中国、太陽光パネルを迂回輸出か

関税回避の疑い、米政権が調査 新疆の強制労働に懸念も

中国の太陽光パネル製造業による迂回輸出の疑いについて調査を行っている米商務省のレモンド長官(UPI)

バイデン米政権は、中国の太陽光パネル製造業者が東南アジア4カ国を経由して輸出することで米国の関税を不当に迂回(うかい)しているかどうかを調査している。太陽光発電の推進に遅れをもたらすとして業界団体などは反発する一方で、不公正な貿易の是正や中国政府によるウイグル人らへの強制労働の懸念などから調査を支持する声も強く、政権の今後の対応が注目される。(ワシントン・山崎洋介)

今回の調査は、中国の企業がマレーシア、ベトナム、カンボジア、タイを経由して輸出することで、関税を不当に回避しようとしているとして、カリフォルニア州シリコンバレーの小規模太陽光パネル業者「オーキシン・ソーラー」が調査を求める請願書を商務省に提出したことを受けて3月に始まった。

中国企業が回避しているとオーキシン社が指摘する関税は、オバマ政権時代の2012年に中国企業が政府から巨額の補助金を受け生産した太陽光パネルが米国市場に市場価格以下で輸入されるのを防ぐために課された。こうした政策の結果、21年に中国から直接輸入された太陽光パネルは、全体の1%に満たない。その一方、東南アジア4カ国は米国の太陽光パネル輸入の約8割を占めている。

今後、予備的調査結果が8月までに、最終結果は来年1月までに発表される予定となっている。だが、バイデン政権がこれらの国からの輸入品に大幅な関税を課せば、米国の太陽光産業に大きな影響を与えることが予想される。

業界団体は、商務省が調査を開始することによりすでに打撃を被っていると訴えている。太陽エネルギー産業協会(SEIA)は、調査の影響で318の太陽光プロジェクトが中止または延期されたと主張。
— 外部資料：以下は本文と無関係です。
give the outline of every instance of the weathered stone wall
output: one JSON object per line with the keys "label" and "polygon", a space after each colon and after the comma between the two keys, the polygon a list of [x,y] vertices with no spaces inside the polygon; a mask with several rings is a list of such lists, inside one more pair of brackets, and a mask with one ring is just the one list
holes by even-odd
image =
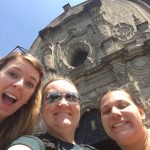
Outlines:
{"label": "weathered stone wall", "polygon": [[[98,97],[107,87],[129,86],[140,95],[149,124],[150,7],[149,1],[143,2],[88,0],[74,7],[67,4],[64,13],[41,30],[31,46],[31,53],[45,66],[45,81],[54,74],[68,75],[75,81],[81,93],[80,142],[85,124],[89,135],[100,141],[108,138],[98,135],[104,133],[98,121]],[[89,141],[85,143],[94,142]]]}

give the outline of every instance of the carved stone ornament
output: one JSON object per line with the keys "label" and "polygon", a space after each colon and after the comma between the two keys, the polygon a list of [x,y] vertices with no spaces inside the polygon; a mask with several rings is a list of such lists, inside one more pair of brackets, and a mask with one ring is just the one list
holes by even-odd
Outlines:
{"label": "carved stone ornament", "polygon": [[133,26],[126,23],[119,23],[115,25],[112,29],[112,33],[114,37],[117,37],[122,41],[129,40],[135,35]]}

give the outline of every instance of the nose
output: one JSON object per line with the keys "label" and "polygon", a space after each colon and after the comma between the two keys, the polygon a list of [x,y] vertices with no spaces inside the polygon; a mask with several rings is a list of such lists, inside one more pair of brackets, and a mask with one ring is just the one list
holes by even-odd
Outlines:
{"label": "nose", "polygon": [[122,116],[122,113],[117,107],[112,107],[111,116],[113,119],[117,119]]}
{"label": "nose", "polygon": [[58,105],[59,106],[68,106],[69,103],[64,97],[62,97],[61,100],[58,102]]}
{"label": "nose", "polygon": [[15,88],[22,88],[23,87],[23,84],[24,84],[24,80],[22,78],[20,78],[19,80],[16,80],[14,83],[13,83],[13,87]]}

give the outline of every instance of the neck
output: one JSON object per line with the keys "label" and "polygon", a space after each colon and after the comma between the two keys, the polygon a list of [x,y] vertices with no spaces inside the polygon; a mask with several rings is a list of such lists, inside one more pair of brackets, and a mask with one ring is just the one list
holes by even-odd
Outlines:
{"label": "neck", "polygon": [[150,150],[150,131],[145,130],[144,138],[140,138],[136,143],[121,146],[122,150]]}
{"label": "neck", "polygon": [[49,132],[52,136],[64,141],[64,142],[68,142],[71,144],[75,144],[75,139],[74,139],[74,132],[73,131],[60,131],[59,132],[53,132],[50,131]]}

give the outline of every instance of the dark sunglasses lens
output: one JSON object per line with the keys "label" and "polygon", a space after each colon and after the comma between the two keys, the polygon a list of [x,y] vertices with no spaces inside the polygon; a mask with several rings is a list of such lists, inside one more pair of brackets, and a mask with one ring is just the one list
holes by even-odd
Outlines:
{"label": "dark sunglasses lens", "polygon": [[59,93],[48,93],[46,99],[49,103],[57,102],[60,100],[60,94]]}
{"label": "dark sunglasses lens", "polygon": [[76,102],[78,100],[78,96],[74,93],[68,93],[66,94],[66,100],[69,102]]}

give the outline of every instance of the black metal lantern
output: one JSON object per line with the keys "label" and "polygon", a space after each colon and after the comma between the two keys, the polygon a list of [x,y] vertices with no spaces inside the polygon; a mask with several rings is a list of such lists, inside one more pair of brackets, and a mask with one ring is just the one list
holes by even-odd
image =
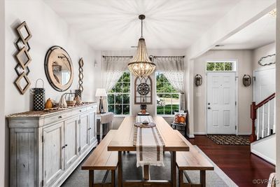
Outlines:
{"label": "black metal lantern", "polygon": [[242,78],[243,85],[245,87],[248,87],[251,85],[251,76],[249,75],[244,75]]}
{"label": "black metal lantern", "polygon": [[195,76],[195,84],[196,86],[200,86],[202,84],[202,76],[200,74],[197,74]]}
{"label": "black metal lantern", "polygon": [[[38,81],[41,81],[43,85],[42,88],[37,88]],[[34,99],[33,99],[33,109],[34,111],[43,111],[45,109],[45,88],[43,88],[44,83],[41,78],[36,81],[35,88],[33,88]]]}

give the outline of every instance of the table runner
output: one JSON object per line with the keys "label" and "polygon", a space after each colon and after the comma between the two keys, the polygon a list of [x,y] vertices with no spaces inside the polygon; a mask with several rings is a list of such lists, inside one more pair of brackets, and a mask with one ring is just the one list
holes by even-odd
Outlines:
{"label": "table runner", "polygon": [[[150,116],[139,116],[136,123],[153,122]],[[134,127],[134,144],[136,146],[136,167],[144,165],[164,166],[163,146],[164,145],[158,128]]]}

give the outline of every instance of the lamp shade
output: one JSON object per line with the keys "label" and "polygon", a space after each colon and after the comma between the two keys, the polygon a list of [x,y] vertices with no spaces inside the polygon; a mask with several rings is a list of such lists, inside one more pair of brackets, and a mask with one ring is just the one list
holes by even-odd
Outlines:
{"label": "lamp shade", "polygon": [[95,97],[107,96],[104,88],[97,88],[95,93]]}

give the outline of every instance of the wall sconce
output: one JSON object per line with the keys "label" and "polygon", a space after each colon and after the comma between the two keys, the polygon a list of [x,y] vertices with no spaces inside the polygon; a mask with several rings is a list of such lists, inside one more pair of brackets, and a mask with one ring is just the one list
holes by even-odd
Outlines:
{"label": "wall sconce", "polygon": [[94,62],[93,62],[93,67],[97,67],[97,62],[96,62],[96,60],[94,60]]}
{"label": "wall sconce", "polygon": [[197,74],[195,76],[195,84],[196,86],[200,86],[202,84],[202,76],[200,74]]}
{"label": "wall sconce", "polygon": [[251,76],[249,75],[246,75],[245,74],[243,76],[242,80],[243,80],[243,85],[245,87],[248,87],[248,86],[249,86],[251,85]]}

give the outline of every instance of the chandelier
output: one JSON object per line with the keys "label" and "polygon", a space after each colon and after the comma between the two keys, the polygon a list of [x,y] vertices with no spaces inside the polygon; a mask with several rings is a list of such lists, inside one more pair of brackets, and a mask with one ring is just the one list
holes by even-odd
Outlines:
{"label": "chandelier", "polygon": [[143,20],[145,15],[139,16],[141,20],[141,37],[138,41],[137,51],[134,57],[128,64],[128,69],[136,76],[148,76],[155,69],[155,64],[150,61],[147,54],[145,39],[143,37]]}

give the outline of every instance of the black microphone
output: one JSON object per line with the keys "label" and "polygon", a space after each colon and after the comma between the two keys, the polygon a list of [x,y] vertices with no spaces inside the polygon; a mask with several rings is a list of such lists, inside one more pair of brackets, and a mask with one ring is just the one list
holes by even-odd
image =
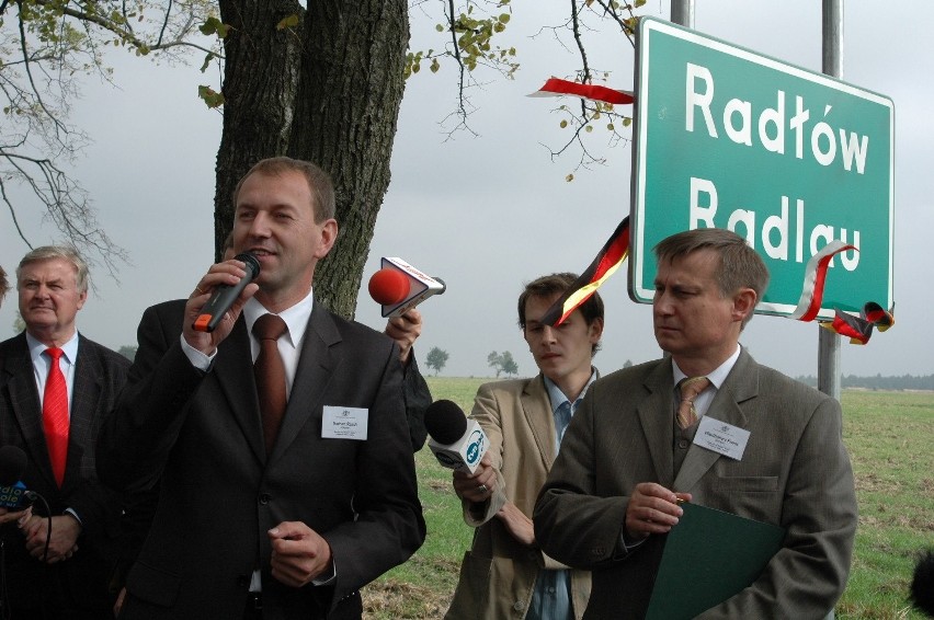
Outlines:
{"label": "black microphone", "polygon": [[240,297],[243,289],[247,288],[247,285],[260,275],[260,262],[252,254],[243,252],[242,254],[237,254],[234,259],[246,264],[247,275],[234,286],[225,284],[214,290],[214,295],[210,296],[210,299],[201,309],[201,314],[198,314],[198,318],[195,319],[192,325],[195,330],[200,332],[213,332],[218,323],[220,323],[220,320],[224,319],[224,315],[227,314],[227,311],[230,310],[230,307],[234,306],[234,302],[237,301],[237,298]]}
{"label": "black microphone", "polygon": [[0,447],[0,508],[25,510],[36,494],[20,482],[26,471],[26,452],[16,446]]}
{"label": "black microphone", "polygon": [[431,435],[429,449],[437,462],[448,469],[477,471],[490,441],[480,425],[464,415],[456,403],[431,403],[425,410],[425,428]]}

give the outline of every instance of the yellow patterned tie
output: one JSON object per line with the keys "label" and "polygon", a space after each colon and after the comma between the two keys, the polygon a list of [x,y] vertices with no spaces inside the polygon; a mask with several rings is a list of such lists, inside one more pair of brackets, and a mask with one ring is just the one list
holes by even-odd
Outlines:
{"label": "yellow patterned tie", "polygon": [[681,404],[677,405],[677,425],[681,428],[687,428],[697,422],[694,399],[709,386],[710,379],[707,377],[691,377],[677,382],[677,391],[681,393]]}

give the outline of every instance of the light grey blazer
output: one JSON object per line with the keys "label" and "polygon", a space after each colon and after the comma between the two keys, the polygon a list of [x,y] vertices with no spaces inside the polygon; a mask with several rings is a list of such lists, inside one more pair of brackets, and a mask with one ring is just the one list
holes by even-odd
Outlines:
{"label": "light grey blazer", "polygon": [[593,570],[585,618],[645,616],[664,537],[620,544],[640,482],[787,530],[762,576],[702,618],[823,618],[846,586],[857,520],[840,403],[743,349],[706,414],[750,432],[742,460],[692,445],[675,477],[673,389],[669,358],[596,381],[538,496],[545,552]]}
調査の結果次第では、太陽光パネルの輸入に対して関税が過去にさかのぼって課される可能性があることから、海外メーカーはこれを懸念し、東南アジアから米国へのパネル出荷を停止したことが要因だとされる。

バイデン政権が気候変動対策を看板政策として掲げる中、一部高官は、調査について不満を募らせていると伝えられる。ワシントン・ポスト紙によると、気候変動問題を担当するケリー大統領特使やグランホルム・エネルギー長官が、調査について政権内で懸念を示しているという。

また連邦議会では、超党派の21人の上院議員が5月1日、バイデン大統領に商務省の調査を「迅速な結論」に導くよう促す書簡を送付。書簡は「重大な政策的影響を慎重に検討すべきだ」とし、太陽光産業への影響を考慮するよう求めた。

一方、オーキシン社による申し立ては、中国の不公正な取り組みから米国の産業を保護すべきだとの立場から、党派を超えた一定数の議員から支持を得ている。

共にオハイオ州選出であるロブ・ポートマン(共和党)、シェロッド・ブラウン(民主党)両上院議員は3月、レモンド商務長官に書簡を送り、東南アジアで事業を行う中国の太陽光企業が「中国の原材料、労働力、設備投資、研究開発を利用している」と指摘し、これらは「教科書通りの不正な迂回行為だ」と主張。疑惑が解消されなければ、「国内産業全体と数多くの米国の製造業の雇用が危険にさらされる」と訴えた。下院の15人の超党派議員も、太陽光サプライチェーンにおける強制労働の問題などを指摘し、商務省に徹底した調査を求めた。

中国におけるウイグル人らへの強制労働の疑いをめぐっては、英ノッティンガム大学が3月に発表した報告書で、「ある推定では、世界の太陽光発電パネルの約97%に、強制労働によって作られた新疆ウイグル自治区の部品が含まれている可能性がある」と指摘するなど、懸念が広がっている。

米ナショナル・レビュー誌は、商務省の調査開始により太陽光プロジェクトが相次いで中止や遅延に追い込まれていることは、「米国の太陽光パネル産業が少なくとも今のところ中国のポリシリコンに依存しており、そのかなりの割合が新疆自治区からのもので、ウイグル人の労働力を利用していることを証明している」と指摘した。